At the Queen’s Command: A Review


I have been slacking on the blogging, but I’m back for a bit, with (surprise!) a nerdy-as-hell book review

Also, I just talked a bit about this particular book in my last Best Author You’ve Never Read post. So if you feel cheated, its justified. But you’re here reading, so your umbrage must have stayed on the shelf.

I digress. You can read the previous post for all of my gushing about Michael Stackpole; At The Queen’s Command is a nifty beginning to a series that’s long on captivating ideas, but a bit short on character development. I’ll endeavor to not bore you with plot summations, as ever.

The setting is essentially the mid to late 1700’s in a land called Mystria (i.e. America), a rough and rugged colony of the naval powerhouse of Norisle (i.e. England) located across a rather expansive ocean. A good chunk of the setting can be easily paralleled with the chafing of the American colonies beneath the British boot-heel, with just a few minor differences (Dragons, magical guns, zombies, nothing too major). Don’t forget the Shedashee (i.e. Native Americans), the shamanistic indigs that play a vital guidance role…and also have green skin.

The setting is very intriguing, and Stackpole delves deep into magical theory (in this work and in the next voume) almost to the point of aridity. It’s Martian-level scientific detail, except its completely made up and fantastic. Needless to say, it can be a bit hard to follow at times. The utilization of the magic, however, is the fantasy-focused area where this book shines. It’s not rampant or overpowering. Guns are fired with a type of fire-magic used to ignite the powder to supply the force that moves the lead. Everything else, including the laborious reloading task, feels very realistic and true to a historical setting.
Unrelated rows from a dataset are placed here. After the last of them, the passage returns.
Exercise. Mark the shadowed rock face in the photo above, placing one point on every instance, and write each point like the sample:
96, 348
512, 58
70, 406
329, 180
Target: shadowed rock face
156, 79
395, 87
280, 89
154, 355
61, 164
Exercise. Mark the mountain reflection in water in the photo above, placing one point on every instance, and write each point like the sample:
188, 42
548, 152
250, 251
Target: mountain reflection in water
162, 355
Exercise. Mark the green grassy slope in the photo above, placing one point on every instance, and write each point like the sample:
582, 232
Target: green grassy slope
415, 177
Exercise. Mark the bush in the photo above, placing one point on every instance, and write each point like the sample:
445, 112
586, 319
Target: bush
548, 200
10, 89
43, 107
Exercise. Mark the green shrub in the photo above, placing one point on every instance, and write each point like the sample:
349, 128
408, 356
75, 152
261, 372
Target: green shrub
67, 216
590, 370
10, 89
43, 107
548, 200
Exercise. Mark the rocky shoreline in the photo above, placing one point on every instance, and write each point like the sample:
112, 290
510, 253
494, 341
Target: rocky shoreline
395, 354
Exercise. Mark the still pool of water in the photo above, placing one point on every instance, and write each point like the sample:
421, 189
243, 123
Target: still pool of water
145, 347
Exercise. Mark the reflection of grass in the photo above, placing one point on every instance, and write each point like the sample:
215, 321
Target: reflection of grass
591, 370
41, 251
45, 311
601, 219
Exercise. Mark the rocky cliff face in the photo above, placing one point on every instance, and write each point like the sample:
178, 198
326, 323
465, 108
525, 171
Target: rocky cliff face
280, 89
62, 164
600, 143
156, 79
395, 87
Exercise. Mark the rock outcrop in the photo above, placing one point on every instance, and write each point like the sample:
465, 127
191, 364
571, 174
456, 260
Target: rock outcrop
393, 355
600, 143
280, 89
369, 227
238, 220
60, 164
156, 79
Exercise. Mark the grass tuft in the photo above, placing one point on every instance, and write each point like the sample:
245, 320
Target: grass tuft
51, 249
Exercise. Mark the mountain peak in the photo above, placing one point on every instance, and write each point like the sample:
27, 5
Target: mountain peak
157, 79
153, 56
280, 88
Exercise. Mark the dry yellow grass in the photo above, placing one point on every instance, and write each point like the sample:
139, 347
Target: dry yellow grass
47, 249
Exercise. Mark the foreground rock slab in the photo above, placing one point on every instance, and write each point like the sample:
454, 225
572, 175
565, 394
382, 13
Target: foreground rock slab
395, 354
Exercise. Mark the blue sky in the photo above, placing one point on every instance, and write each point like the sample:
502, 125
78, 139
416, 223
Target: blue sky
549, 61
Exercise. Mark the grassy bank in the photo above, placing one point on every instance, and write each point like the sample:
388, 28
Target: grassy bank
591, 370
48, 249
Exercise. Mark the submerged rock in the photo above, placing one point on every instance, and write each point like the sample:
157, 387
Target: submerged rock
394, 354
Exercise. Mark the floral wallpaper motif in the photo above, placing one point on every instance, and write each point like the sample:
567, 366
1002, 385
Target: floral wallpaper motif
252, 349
That’s the beauty of magic in the world Stackpole’s created: it supplements daily activities; it doesn’t run the world.

I mentioned character development earlier, and that’s where this one gets a bit shaky. Some of the characters are captivating, from the bible-thumping frontiersman Makepeace Bone (with a name like that, he’s gotta be awesome) and the aptly-named Nathaniel Woods (cuz he’s a woodsman) to the conflicted, somewhat naive Norisler Owen Strake who bumbles through and then falls in love with the new colonies. These three examples, and most of the other enjoyable characters, are Mystrians (i.e. Americans, at least at heart) and maybe its my own prejudice, but I found the vast majority of the Norisle (British) characters to be a bit myopic. It’s clear who we’re supposed to root for and like best in the prose, but I always like characters that have more going on than simple caricature, and I just couldn’t find much beneath the surface for the Norisle contingent, even the esteemed Prince Vladimir.
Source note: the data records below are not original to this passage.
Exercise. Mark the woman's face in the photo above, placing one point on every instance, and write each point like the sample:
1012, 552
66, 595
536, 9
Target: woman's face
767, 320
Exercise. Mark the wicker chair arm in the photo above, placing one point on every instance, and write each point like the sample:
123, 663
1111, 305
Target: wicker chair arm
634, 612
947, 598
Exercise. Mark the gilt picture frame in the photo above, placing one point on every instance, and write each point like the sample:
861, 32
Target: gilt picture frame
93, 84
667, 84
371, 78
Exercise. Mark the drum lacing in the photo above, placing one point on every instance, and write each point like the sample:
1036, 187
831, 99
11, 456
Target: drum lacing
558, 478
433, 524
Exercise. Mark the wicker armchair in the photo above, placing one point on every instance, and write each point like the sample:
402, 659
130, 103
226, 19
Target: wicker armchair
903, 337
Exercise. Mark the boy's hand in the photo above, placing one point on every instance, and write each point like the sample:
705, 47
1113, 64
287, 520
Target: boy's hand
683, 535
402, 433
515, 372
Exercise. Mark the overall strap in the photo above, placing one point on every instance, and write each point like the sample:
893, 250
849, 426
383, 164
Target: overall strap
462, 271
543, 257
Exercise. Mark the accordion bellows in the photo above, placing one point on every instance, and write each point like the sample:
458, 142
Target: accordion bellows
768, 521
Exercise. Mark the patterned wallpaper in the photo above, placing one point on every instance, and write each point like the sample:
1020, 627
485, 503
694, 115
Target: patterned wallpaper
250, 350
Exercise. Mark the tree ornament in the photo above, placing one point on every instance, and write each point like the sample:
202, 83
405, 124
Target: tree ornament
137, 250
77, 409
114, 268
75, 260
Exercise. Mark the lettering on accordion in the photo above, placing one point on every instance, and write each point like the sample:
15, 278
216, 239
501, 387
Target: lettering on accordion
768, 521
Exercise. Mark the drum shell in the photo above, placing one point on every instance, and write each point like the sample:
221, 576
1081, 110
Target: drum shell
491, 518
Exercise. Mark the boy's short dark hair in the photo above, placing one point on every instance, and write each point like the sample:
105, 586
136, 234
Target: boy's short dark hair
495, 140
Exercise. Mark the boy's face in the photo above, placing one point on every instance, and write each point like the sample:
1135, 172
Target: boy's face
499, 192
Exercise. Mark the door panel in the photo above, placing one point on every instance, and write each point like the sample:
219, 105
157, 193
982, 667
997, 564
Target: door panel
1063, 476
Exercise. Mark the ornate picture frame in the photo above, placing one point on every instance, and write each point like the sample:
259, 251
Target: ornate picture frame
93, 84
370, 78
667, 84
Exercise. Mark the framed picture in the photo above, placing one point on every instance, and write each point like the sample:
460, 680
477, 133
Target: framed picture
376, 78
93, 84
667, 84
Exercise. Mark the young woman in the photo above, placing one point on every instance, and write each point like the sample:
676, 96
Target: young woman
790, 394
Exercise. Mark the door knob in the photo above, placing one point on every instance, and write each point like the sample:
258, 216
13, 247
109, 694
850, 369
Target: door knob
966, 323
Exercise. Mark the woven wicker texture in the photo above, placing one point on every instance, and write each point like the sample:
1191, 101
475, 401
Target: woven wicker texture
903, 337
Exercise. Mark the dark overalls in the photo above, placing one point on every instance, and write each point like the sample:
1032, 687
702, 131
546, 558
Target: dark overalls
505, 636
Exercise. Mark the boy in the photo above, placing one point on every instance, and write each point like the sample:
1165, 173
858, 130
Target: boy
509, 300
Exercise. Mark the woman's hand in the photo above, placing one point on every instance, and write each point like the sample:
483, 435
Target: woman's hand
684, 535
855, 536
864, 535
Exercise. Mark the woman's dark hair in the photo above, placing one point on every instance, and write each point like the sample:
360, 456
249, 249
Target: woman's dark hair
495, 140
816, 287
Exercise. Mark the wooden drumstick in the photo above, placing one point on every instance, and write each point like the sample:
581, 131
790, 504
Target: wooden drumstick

Overall, this is one for the nerds. If you like nifty alternate history ideas injected with a bit of magic, give this one a swing. The way he chooses to take the wyrm/dragon aspects are unique in a plot device we’ve probably all seen beaten to death in the genre. The arch-villain is cold, calculating, yet has the special kind of evil you can almost understand.

I’d say this one gets gets a solid 4-out-of-5 crates of tea. Floating in the Boston harbor. It has nothing to do with the book, but still…Take that, you limey Brits. Go Team America.